Children's charities put budget plans through 'fairness test'

21 Jun 2010 News

A coalition of children’s charities has called on the government to adopt a fairness test to assess the social impact of budgeting decisions.

A coalition of children’s charities has called on the Government to adopt a fairness test to assess the social impact of budgeting decisions.

The test will look at who bears the burden of tax rises or spending cuts in order to protect the poorest in society.

The campaign incorporating Child Poverty Action Group, Oxfam, Save the Children, the Trades Union Congress, and the End Child Poverty Campaign among others, builds on discussions with ministers and their advisers that have been occurring since the election campaign. It calls for data to be "marshalled" from service providing departments through to the Treasury for "robust analysis" and for the process to be open to public scrutiny.

"Despite promises of fairness from the coalition government, they appear to have no process in place for delivering it," said Tim Nichols, spokesman for the Child Poverty Action Group which has been coordinating demands for the 'Fairness Test'.

"We need to know why people on low incomes are being clobbered with cuts to free school meals and the Future Jobs Fund while many higher up the income scale have barely felt a pinch. We need every measure to go through an inequality impact assessment so that fairness is hardwired into the government's decisions to tackle the deficit."

Nichols believes if the government does not undertake this activity the country will not meet the targets in the Child Poverty Act or its legal duty in the Equality Act, having overflowing implications for the economy:

"If the government fails to make progress on its goal to end child poverty by letting the axe fall on the poorest households, it will not only be a moral disgrace but an economic catastrophe too.

"Research by the Joseph Rowntree Foundation has found that problems associated with child poverty cost the economy £25bn a year. We will derail the recovery if we fail to understand that family security and economic security go hand in hand."

Fairness test examples

Increasing VAT: Fail

Increasing VAT fails the Test because it hurts all families, regardless of income level. The richest tenth of families spend just 7 per cent of their disposable income on VAT; the poorest tenth spend 13.7 per cent. Increasing VAT hits poorest families twice as hard, especially disabled people who need to pay for equipment and bills subject to VAT.

Capital Gains Tax rise: Pass

A rise in capital gains tax, to bring it back in line with income tax, would impact most on those with more money to spare, so would pass the test. Currently under 250,000 people pay CGT every year and only one in six households own shares. Uprating CGT would also stop the wealthy using it as a means of avoiding paying their fair share of tax.

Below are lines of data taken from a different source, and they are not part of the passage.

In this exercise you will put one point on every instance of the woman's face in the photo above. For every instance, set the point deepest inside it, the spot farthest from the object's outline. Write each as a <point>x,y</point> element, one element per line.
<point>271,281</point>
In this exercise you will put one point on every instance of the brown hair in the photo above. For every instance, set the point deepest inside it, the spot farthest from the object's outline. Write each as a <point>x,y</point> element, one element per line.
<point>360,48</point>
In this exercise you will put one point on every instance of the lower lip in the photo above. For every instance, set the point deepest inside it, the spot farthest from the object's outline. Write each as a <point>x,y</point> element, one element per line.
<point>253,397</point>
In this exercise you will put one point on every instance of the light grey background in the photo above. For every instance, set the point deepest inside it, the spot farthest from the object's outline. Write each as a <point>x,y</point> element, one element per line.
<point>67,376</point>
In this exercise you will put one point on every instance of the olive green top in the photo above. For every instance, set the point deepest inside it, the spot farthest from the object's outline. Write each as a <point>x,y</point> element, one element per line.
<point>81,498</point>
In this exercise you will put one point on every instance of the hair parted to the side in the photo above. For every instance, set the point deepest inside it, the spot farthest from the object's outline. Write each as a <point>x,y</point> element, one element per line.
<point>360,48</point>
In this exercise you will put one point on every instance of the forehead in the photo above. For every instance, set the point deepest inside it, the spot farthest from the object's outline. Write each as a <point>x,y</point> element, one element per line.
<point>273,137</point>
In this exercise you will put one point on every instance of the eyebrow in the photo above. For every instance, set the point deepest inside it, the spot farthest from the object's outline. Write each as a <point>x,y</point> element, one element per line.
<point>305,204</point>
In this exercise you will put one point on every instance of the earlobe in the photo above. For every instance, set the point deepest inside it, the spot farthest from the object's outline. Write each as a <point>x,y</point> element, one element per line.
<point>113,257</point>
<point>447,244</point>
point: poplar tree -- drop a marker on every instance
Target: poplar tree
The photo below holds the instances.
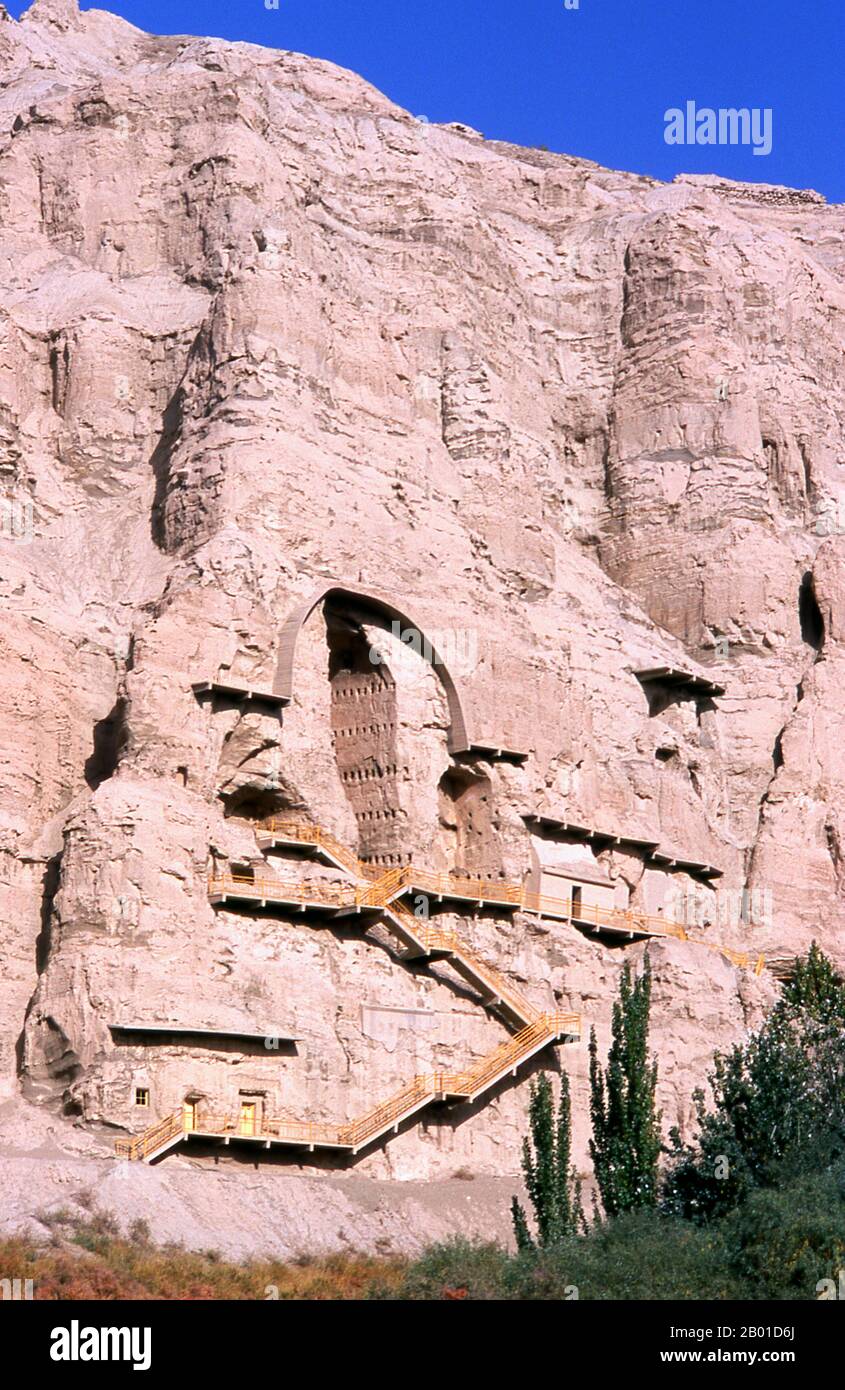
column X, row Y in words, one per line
column 551, row 1182
column 626, row 1125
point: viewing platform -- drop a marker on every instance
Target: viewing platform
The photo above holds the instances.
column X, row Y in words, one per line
column 241, row 692
column 267, row 1133
column 698, row 685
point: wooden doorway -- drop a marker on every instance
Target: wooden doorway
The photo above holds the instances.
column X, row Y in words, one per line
column 248, row 1118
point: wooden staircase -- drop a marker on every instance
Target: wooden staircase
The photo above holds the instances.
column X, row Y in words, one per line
column 370, row 891
column 384, row 1118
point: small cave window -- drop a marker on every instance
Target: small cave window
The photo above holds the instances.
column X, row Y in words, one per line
column 809, row 613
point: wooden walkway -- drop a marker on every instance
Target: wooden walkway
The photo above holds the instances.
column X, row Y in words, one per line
column 370, row 891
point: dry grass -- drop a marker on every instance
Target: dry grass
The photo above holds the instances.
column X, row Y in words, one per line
column 86, row 1257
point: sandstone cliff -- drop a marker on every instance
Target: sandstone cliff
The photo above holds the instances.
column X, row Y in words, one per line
column 261, row 330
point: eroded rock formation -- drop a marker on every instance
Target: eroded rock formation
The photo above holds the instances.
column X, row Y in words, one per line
column 260, row 330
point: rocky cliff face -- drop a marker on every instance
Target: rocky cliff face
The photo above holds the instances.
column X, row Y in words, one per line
column 261, row 330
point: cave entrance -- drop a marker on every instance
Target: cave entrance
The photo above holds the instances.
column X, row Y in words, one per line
column 466, row 820
column 364, row 716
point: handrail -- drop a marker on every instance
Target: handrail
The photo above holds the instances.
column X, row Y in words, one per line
column 498, row 891
column 356, row 1133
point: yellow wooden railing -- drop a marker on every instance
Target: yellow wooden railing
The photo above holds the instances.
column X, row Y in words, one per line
column 355, row 1134
column 378, row 893
column 152, row 1139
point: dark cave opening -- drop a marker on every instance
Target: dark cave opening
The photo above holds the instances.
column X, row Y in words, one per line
column 809, row 613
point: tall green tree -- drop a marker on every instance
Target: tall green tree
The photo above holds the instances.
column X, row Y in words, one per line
column 626, row 1125
column 551, row 1182
column 778, row 1102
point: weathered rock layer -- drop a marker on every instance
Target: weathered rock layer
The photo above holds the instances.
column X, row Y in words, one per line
column 261, row 330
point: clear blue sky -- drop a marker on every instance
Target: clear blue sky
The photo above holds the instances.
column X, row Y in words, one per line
column 592, row 81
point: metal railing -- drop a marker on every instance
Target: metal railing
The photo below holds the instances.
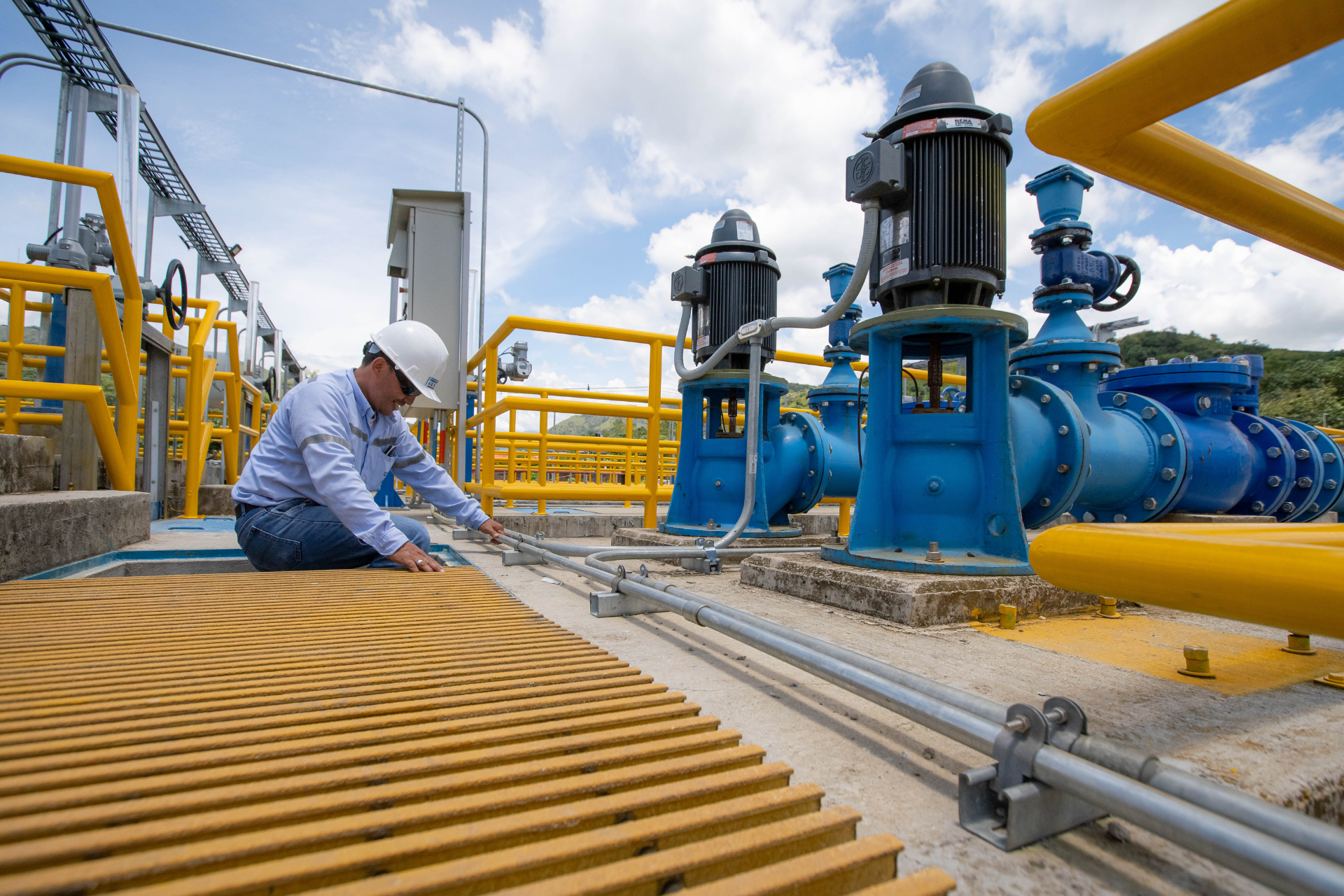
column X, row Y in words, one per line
column 1113, row 121
column 538, row 466
column 197, row 428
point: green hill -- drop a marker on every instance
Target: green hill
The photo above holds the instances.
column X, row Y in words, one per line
column 1298, row 384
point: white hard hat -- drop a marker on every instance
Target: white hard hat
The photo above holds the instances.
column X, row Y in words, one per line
column 417, row 351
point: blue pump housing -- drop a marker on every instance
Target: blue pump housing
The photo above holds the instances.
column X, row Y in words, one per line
column 802, row 458
column 711, row 464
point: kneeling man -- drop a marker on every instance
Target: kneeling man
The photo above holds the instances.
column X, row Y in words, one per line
column 304, row 500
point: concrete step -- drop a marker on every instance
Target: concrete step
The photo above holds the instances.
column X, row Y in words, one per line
column 46, row 530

Cutting free school meals: Fail

The cancellation by the new government of a promised extension of free school meals - to primary school children with working parents on low incomes – fails the fairness test. The free meals would have improved children’s health, welfare and capacity to learn. They would have helped make work pay for many parents by allowing them to keep the benefit when taking up work, and would have provided much needed extra weekly income for hundreds of thousands of families. Some 50,000 children will now stay below the poverty line.

Income tax rises: Pass

Income tax is direct and progressive, particularly if the rise is targeted at those higher up the income scale. It offers much greater scope than most taxes for raising revenue in ways that reduce inequality. The government should explicitly recognise income tax as one of the fairest options for raising significant additional revenue.